Analytics software developer SAS Asia Pacific hosted a Facebook Live panel discussion on the adoption and use of AI where IDC shared the findings of its “IDC Asia-Pacific Enterprise Cognitive/AI” survey.
Chwee Kan Chua, Global Research director, BDA and Cognitive/AI, IDC, said that while the technology has many key benefits, organizations are hampered by the lack of skills sets and understanding of the technology and the cost of solutions.
“The No. 1 benefit (for enterprises) is expecting business insights along with automation and improving efficiency process,” Chua said.
About 52 percent of respondents said getting business insights as their main reason for adopting the technology.
Jason Loh, head of analytics at SAS, Asia-Pacific, said organizations want to get information and understand them better and they can rely on automation to meet those goals.
Indonesia leads the region in AI adoption with 24.6 percent of organizations warming up to the technology, according to the survey. Thailand comes in second with 17.1 percent, followed by Singapore with 9.9 percent, and Malaysia with 8.1 percent.
Loh attributed the lead in AI adoption in Indonesia to companies like ride-hailing and online payment platform Go-Jek and online marketplace Kaskus, which produce a massive amount of data and data analytics.
AI adoption is expected to skyrocket with the Internet of Things. There will be a massive amount of data that need to be processed and analyzed.
In an update released in March, “IDC Worldwide Semiannual Cognitive Artificial Intelligence Systems Spending Guide for Asia-Pacific” (excluding Japan ) “expects cognitive and artificial intelligence spending to reach $1 billion in 2018, registering an annual increase of 94 percent over 2016, mainly led by software and services related technologies.”
Spending on cognitive and AI is expected to balloon and may reach $5 billion in 2021, achieving a five-year compound annual growth rate of 69.8 percent over the forecast period (2016-21).
Financial institutions are the most “enthusiastic” when it comes to cognitive and AI spending.

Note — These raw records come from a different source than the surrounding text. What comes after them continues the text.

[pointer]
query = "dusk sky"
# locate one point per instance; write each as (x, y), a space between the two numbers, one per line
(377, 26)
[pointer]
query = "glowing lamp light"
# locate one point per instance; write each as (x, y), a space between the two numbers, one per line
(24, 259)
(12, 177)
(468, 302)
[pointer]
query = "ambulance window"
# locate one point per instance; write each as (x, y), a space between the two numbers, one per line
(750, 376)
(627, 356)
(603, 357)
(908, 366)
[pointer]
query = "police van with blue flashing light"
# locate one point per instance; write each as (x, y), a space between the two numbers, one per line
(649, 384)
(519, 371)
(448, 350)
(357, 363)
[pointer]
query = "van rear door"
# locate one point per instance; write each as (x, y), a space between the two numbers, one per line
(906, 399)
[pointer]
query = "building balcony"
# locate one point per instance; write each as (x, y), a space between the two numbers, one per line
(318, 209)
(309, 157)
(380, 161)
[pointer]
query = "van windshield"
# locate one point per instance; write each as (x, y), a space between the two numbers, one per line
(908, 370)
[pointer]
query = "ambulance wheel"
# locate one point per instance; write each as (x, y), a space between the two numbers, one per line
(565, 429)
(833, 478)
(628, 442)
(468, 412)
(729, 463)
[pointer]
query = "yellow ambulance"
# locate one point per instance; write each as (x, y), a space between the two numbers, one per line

The IDC report sees around $140.7 million in 2018 “backed by different use cases including fraud analysis and investigation, IT automation, automated customer service agents and program advisors and recommendation systems.”
Retail is seen to invest around $112.7 million in 2018 “on a range of AI use cases which includes expert shopping advisors and product recommendations, automated customer service agents, merchandising for omnichannel operations and supply and logistics. Healthcare provider industry placing at third position allocates most of its $87.6 million investments to its diagnosis and treatment systems.”